Les figures du Ballet triadique 1922-1926, Gesamtkunstwerk réalisant le triple accord entre danse, costume et musique, et symbolisant la triade corps, âme, esprit, sont les précieux vestiges de ses éphémères spectacles, au cours desquels l'homme « devient événement ». La réflexion de cet humaniste résolument tourné vers l'avenir / devenir de l'homme face à la technologie résonne chez bon nombre de créateurs contemporains.

Du refus partagé avec Nam June Paik des « lamentations sur la mécanisation » aux costumes-sculptures des chorégraphies de Philippe Découflé ou aux
Constructions de Simone Forti.

 

Floria Sigismondi

Artiste multiformes, l'italienne Floria Sigismondi est vidéaste, cinéaste, photographe et sculpteur. Elle se définit comme une artiste « hyper-surréaliste ». A la fois poétique et macabre, son univers s'inspire des ouvres de Hans Belmer, Francis Bacon, David Lynch, tout comme de la mythologie grecque.

Fascinée par le corps, elle porte un regard complexe et tourmenté sur l'avenir de la nature humaine face aux progrès de la science et aux avancées de la bio-technologie. Cette esthétique tourmentée est l'essence des clips d'artistes tels que David Bowie, Marilyn Manson, Björk ou Tricky.

 

Pierrick Sorin

Artiste français né en 1960 à Nantes, où il vit et travaille, vidéaste et personnage unique de ses œuvres, il réalise de 1987 à 1988 une série de courts « autofilmages » où, sous l'unique regard d'une caméra Super 8, il dévoile des instants - parfois très intimes - de sa vie, sous forme de petits récits faussement naïfs et particulièrement ironiques où humour et gravité font bon ménage.

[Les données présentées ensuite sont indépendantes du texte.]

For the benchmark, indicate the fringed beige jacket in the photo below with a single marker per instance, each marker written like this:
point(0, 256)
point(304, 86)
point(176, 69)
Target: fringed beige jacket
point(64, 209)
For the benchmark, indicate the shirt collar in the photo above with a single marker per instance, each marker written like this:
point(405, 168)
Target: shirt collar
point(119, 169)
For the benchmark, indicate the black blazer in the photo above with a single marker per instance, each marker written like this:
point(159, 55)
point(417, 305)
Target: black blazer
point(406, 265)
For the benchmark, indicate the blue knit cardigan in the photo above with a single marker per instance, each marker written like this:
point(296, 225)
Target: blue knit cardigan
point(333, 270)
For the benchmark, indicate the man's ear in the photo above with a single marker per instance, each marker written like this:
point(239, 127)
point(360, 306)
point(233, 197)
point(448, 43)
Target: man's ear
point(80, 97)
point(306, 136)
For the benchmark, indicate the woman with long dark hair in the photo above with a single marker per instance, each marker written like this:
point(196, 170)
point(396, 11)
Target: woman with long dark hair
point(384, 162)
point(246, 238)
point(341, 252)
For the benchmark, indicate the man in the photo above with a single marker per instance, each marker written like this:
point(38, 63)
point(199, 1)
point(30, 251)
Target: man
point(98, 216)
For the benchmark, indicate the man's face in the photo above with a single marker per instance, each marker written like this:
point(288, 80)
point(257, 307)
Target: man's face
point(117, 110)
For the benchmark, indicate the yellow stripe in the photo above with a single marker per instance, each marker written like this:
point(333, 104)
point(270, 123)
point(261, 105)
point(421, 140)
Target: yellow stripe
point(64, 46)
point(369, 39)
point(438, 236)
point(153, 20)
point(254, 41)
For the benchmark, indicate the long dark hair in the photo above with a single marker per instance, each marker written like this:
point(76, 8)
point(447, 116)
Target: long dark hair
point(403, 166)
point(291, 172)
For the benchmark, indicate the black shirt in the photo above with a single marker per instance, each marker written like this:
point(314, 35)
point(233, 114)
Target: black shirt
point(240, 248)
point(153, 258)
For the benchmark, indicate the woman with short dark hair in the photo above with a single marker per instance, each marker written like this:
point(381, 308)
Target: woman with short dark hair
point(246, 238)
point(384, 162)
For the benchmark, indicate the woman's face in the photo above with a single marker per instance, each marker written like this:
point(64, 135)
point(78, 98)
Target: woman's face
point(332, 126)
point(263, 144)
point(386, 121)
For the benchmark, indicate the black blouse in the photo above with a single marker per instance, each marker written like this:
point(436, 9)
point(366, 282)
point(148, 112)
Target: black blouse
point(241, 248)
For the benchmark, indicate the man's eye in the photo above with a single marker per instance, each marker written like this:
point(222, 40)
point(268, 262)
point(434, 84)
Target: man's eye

A partir de 1989, il se tourne vers la vidéo. Il réalise des installations à caractère narratif. Son travail relève d'une philosophie du doute absolu qui n'épargne pas l'objet ni la scène artistique. Dans l'installation vidéo Dance with me, 1996, Sorin met en scène à travers le travestissement de son propre corps, un individu, seul et renfermé, qui tend à faire en sorte de conformer sa propre image à certaines représentations dominantes véhiculées par la télévision, en particulier, par certains vidéo-clips ou émissions de variétés.

 

Karlheinz Stockhausen

Figure emblématique de la musique contemporaine, le musicien allemand Karlheinz Stockhausen, né en 1928, est sans aucun doute le seul compositeur à avoir exploité et remis en question tous les champs de la recherche musicale de ces cinq dernières décennies.

Participant, dès 1951, aux cours d'été de Darmstadt, il devient le disciple de Olivier Messiaen, qui l'initie au sérialisme intégral. Il compose bientôt sa première œuvre électroacoustique et poursuit une intense réflexion sur les éléments constitutifs du langage.

Cette recherche, qui s'apparente à une quête, passe autant par un travail sur les propriétés illimitées de la matière et l'imbrication des éléments sonores dans le temps et l'espace, que par une réflexion sur l'acte de création lui-même. Abordant tous les genres musicaux, l'ensemble de ses compositions lui apparaît comme une seule et même ouvre, fragmentée mais unique, sorte de « work in progress ». Cette conception, de même que la dimension ésotérique qui anime toute sa démarche, trouve sa consécration dans le cycle Licht , entamé en 1977.

 

Sam Taylor-Wood

Née en 1967 à Londres, Sam Taylor-Wood construit une ouvre où l'image omniprésente, qu'il s'agisse de vidéos ou de photographies, capte et rend sensible les émotions du corps, dans ce qu'elles ont de plus secrètes, jusqu'à leur exacerbation, manifeste par exemple dans l'installation Third Party , 1999.

Les corps, plutôt que de se confondre dans une communion festive, feignent de s'ignorer et manifestent dans la répétition de leurs attitudes leur profonde solitude.

Nourries de l'esthétique de Warhol, du cinéma de Cassavetes, de Ferrara et Coppola, tout comme de références à la peinture renaissante et baroque, ses mises en scène explorent les ambiguïtés entre artificialité du jeu de l'acteur et authenticité de leur intimité, comme saisie dans l'instant.